101. Size Allah'ın âyetleri okunup dururken ve O'nun Elçisi aranızda iken de nasıl kâfir olursunuz? Kim de Allah'a sımsıkı bağlanırsa, kesinlikle o, dosdoğru kılavuzlanmıştır.
102. Ey iman etmiş kimseler! Allah'a nasıl takvâlı davranmanız gerekiyorsa öyle takvâlı davranın ve ancak müslimler olarak can verin.

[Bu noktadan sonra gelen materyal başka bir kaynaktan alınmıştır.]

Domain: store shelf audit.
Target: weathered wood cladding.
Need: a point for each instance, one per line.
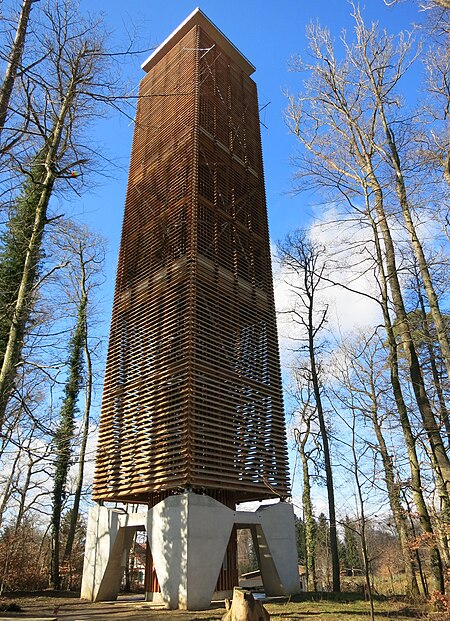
(192, 396)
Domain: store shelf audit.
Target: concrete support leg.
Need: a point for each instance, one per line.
(188, 536)
(277, 549)
(109, 537)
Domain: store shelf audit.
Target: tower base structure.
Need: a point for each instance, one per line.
(188, 535)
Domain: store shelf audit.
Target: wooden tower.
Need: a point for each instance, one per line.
(192, 396)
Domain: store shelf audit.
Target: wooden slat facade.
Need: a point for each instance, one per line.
(192, 396)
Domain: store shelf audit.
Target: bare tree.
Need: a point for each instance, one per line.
(338, 127)
(301, 258)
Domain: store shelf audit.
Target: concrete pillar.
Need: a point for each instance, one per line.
(277, 549)
(188, 536)
(108, 538)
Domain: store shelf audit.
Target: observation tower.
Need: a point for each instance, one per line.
(192, 416)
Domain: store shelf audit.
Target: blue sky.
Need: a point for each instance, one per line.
(268, 33)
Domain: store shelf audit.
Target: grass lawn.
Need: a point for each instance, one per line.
(305, 607)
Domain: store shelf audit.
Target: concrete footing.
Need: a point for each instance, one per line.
(188, 535)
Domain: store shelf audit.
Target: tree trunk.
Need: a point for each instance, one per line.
(21, 311)
(328, 467)
(63, 437)
(417, 381)
(414, 464)
(400, 186)
(14, 60)
(395, 503)
(310, 527)
(86, 420)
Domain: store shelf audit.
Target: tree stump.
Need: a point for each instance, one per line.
(244, 607)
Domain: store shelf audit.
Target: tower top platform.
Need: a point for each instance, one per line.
(198, 18)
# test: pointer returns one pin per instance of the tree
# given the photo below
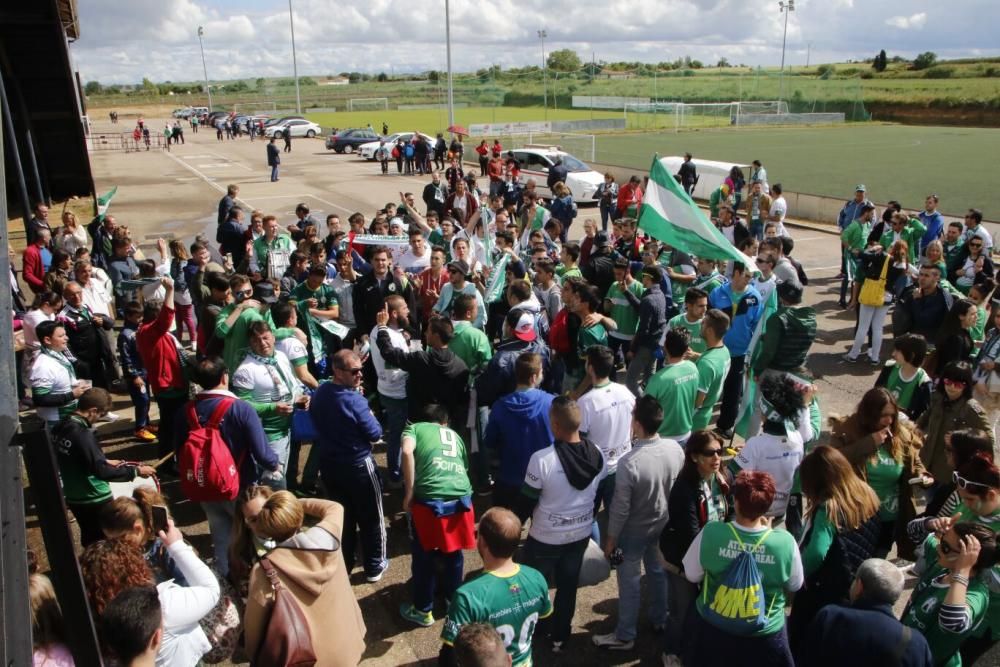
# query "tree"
(880, 62)
(925, 60)
(564, 60)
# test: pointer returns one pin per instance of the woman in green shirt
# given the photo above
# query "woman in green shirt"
(841, 532)
(951, 599)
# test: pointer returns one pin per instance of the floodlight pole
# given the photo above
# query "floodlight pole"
(786, 7)
(295, 66)
(542, 34)
(447, 39)
(204, 67)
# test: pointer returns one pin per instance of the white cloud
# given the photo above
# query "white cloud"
(914, 22)
(250, 38)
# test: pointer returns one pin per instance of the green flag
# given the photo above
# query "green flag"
(669, 215)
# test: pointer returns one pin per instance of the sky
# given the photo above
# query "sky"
(125, 42)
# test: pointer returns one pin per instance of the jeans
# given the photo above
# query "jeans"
(871, 318)
(395, 422)
(424, 576)
(359, 489)
(640, 369)
(732, 393)
(638, 551)
(140, 401)
(560, 564)
(681, 595)
(220, 527)
(605, 493)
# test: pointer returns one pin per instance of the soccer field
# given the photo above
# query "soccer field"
(899, 162)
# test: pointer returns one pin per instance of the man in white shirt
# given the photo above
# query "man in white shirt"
(392, 386)
(418, 256)
(606, 420)
(560, 486)
(779, 209)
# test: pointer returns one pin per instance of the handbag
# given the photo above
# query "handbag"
(286, 642)
(873, 291)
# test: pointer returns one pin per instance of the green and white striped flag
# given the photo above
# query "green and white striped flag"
(670, 215)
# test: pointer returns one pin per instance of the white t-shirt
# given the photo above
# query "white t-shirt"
(606, 419)
(391, 381)
(779, 207)
(778, 456)
(293, 348)
(564, 513)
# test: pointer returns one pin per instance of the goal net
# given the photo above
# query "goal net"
(683, 116)
(368, 103)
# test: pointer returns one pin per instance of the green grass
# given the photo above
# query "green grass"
(899, 162)
(432, 121)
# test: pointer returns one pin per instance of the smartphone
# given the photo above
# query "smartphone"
(159, 518)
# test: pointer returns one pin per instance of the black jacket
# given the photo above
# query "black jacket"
(861, 635)
(435, 376)
(369, 298)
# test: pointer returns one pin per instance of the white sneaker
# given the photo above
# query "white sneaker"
(611, 642)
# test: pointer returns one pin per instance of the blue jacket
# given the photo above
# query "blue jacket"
(743, 315)
(934, 222)
(863, 635)
(345, 425)
(518, 427)
(242, 431)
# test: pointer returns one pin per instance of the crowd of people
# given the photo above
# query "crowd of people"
(585, 391)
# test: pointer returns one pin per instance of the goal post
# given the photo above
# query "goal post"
(368, 104)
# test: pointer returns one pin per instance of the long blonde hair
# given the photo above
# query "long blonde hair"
(829, 480)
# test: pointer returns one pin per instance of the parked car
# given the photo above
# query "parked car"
(348, 140)
(367, 151)
(535, 163)
(296, 127)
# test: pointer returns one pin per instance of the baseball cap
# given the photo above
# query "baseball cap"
(790, 291)
(459, 265)
(522, 325)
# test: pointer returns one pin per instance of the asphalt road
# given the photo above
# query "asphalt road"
(175, 194)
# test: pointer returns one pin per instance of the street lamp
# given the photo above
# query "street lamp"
(786, 7)
(447, 39)
(295, 67)
(204, 67)
(542, 34)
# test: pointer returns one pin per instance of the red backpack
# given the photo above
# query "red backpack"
(207, 470)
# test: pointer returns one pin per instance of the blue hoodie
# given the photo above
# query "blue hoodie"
(744, 316)
(518, 427)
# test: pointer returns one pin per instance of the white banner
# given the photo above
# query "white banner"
(490, 129)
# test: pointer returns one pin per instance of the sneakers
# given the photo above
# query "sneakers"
(377, 577)
(414, 615)
(611, 642)
(145, 435)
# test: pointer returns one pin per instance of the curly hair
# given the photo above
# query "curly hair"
(785, 395)
(109, 567)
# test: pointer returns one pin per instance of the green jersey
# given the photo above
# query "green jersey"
(675, 387)
(697, 343)
(925, 605)
(440, 461)
(902, 389)
(625, 315)
(512, 604)
(883, 474)
(713, 367)
(775, 557)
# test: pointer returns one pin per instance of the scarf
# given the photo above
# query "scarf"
(581, 462)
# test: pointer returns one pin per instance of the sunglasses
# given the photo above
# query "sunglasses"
(963, 483)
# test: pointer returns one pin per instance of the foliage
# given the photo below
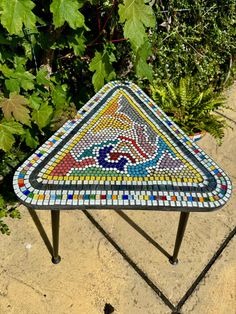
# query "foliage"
(190, 107)
(55, 54)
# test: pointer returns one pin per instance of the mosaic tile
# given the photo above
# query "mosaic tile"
(121, 150)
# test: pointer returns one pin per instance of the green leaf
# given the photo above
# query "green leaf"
(41, 77)
(12, 127)
(35, 101)
(25, 79)
(77, 43)
(67, 11)
(16, 106)
(59, 96)
(143, 69)
(43, 115)
(30, 141)
(6, 139)
(136, 15)
(15, 13)
(101, 65)
(12, 85)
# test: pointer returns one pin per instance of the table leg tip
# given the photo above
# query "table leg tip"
(173, 261)
(56, 260)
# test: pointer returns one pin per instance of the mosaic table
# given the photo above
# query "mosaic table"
(121, 152)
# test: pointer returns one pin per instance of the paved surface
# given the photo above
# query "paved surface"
(121, 259)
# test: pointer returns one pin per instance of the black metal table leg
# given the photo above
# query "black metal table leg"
(55, 216)
(179, 237)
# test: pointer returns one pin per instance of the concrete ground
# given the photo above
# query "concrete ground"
(119, 261)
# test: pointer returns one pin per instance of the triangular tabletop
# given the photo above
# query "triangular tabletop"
(121, 150)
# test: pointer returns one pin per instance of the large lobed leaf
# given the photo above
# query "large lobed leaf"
(101, 65)
(42, 115)
(15, 13)
(136, 15)
(67, 11)
(7, 129)
(16, 106)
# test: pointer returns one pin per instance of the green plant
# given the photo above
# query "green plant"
(55, 54)
(192, 108)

103. Ve hep birlikte Allah'ın ipine sıkıca sarılın/Allah'ın ipi ile korunun, ayrılmayın ve Allah'ın üzerinizdeki nimetini hatırlayın: Hani siz birbirinize düşmanlar idiniz de, O [Allah], kalpleriniz arasında ülfet oluşturdu. Sonra da siz O'nun nimeti sayesinde kardeşler olmuştunuz. Siz, bir ateş çukurunun tam kenarında idiniz de oradan sizi O kurtarmıştı. İşte, Allah, doğru yolu bulasınız diye âyetlerini sizin için böyle ortaya koyar.
104. Ve içinizden hayra çağıran, ma‘rûfu emreden, münkerden men eden bir ümmet bulunsun. Ve işte onlar, kurtuluşa erenlerin ta kendileridir.

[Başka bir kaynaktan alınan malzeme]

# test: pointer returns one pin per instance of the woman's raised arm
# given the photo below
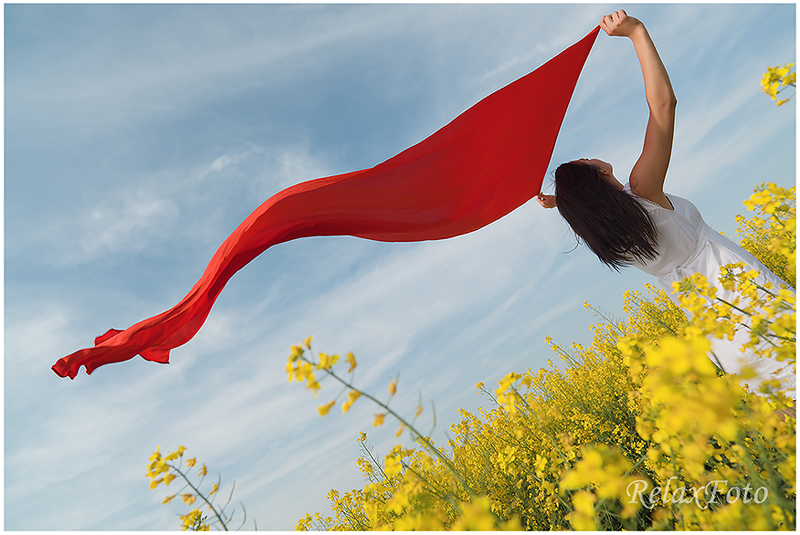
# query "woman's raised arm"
(647, 176)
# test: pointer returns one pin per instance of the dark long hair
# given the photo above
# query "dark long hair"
(612, 223)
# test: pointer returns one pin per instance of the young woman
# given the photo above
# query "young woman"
(638, 224)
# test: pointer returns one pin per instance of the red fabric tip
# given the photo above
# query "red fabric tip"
(488, 161)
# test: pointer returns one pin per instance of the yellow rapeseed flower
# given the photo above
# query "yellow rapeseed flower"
(324, 409)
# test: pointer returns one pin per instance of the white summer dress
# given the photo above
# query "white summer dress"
(686, 244)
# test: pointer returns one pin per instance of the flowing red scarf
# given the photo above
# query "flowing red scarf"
(488, 161)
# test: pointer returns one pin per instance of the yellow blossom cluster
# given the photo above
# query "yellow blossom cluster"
(195, 519)
(776, 79)
(639, 430)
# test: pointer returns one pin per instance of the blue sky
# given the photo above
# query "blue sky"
(137, 137)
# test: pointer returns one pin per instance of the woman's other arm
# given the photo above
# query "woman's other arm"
(647, 176)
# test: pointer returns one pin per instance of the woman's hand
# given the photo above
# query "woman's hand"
(619, 24)
(547, 201)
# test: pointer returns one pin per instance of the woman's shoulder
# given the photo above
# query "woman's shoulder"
(660, 201)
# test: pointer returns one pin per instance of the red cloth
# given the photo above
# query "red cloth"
(485, 163)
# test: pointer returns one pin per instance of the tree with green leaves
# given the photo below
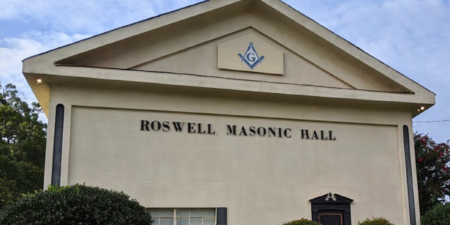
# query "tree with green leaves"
(433, 174)
(22, 146)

105-107. Kendilerine apaçık deliller geldikten sonra parçalanan ve ayrılığa düşen kimseler gibi de olmayın. İşte bunlar, birtakım yüzlerin beyazlaştığı, birtakım yüzlerin siyahlaştığı günde büyük bir azap kendileri için olanlardır. Artık yüzleri kararan kimselere, “Siz inandıktan sonra yeniden kâfir mi oldunuz? Öyleyse, küfretmiş olduğunuzdan dolayı tadın cezayı!” Yüzleri ağaran kimseler de, biliniz ki, Allah'ın rahmeti içindedirler. Onlar orada sürekli kalanlardır.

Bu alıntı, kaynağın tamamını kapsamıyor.